Fully Distributed Mode¶
A fully distributed mode enables a Tajo instance to run on Hadoop Distributed File System (HDFS). In this mode, a number of Tajo workers run across a number of the physical nodes where HDFS data nodes run.
In this section, we explain how to setup the cluster mode.
Please add the following configs to tajo-site.xml file:
<property> <name>tajo.rootdir</name> <value>hdfs://nameservice/tajo</value> </property> <property> <name>tajo.master.umbilical-rpc.address</name> <value>hostname:26001</value> <description>TajoMaster binding address between master and workers.</description> </property> <property> <name>tajo.master.client-rpc.address</name> <value>hostname:26002</value> <description>TajoMaster binding address between master and remote clients.</description> </property>
conf/workers lists all host names of workers, one per line.

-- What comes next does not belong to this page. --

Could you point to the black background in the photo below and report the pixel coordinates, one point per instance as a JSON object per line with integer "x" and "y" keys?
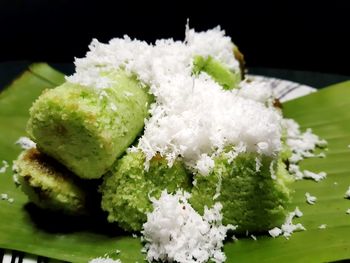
{"x": 287, "y": 34}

By default, this file contains the single entry
You can easily add host names of workers via your favorite text editor.
$ cat > conf/workers host1.domain.com host2.domain.com .... <ctrl + d>
Make base directories and set permissions¶
If you want to know Tajo’s configuration in more detail, see Configuration page. Before launching the tajo, you should create the tajo root dir and set the permission as follows:
$ $HADOOP_HOME/bin/hadoop fs -mkdir /tajo $ $HADOOP_HOME/bin/hadoop fs -chmod g+w /tajo
Launch a Tajo cluster¶
By default, each worker is set to very little resource capacity. In order to increase parallel degree, please read Worker Configuration.
By default, TajoMaster listens on localhost/127.0.0.1 for clients. To allow remote clients to access TajoMaster, please set tajo.master.client-rpc.address config to tajo-site.xml. In order to know how to change the listen port, please refer Cluster Service Configuration Defaults.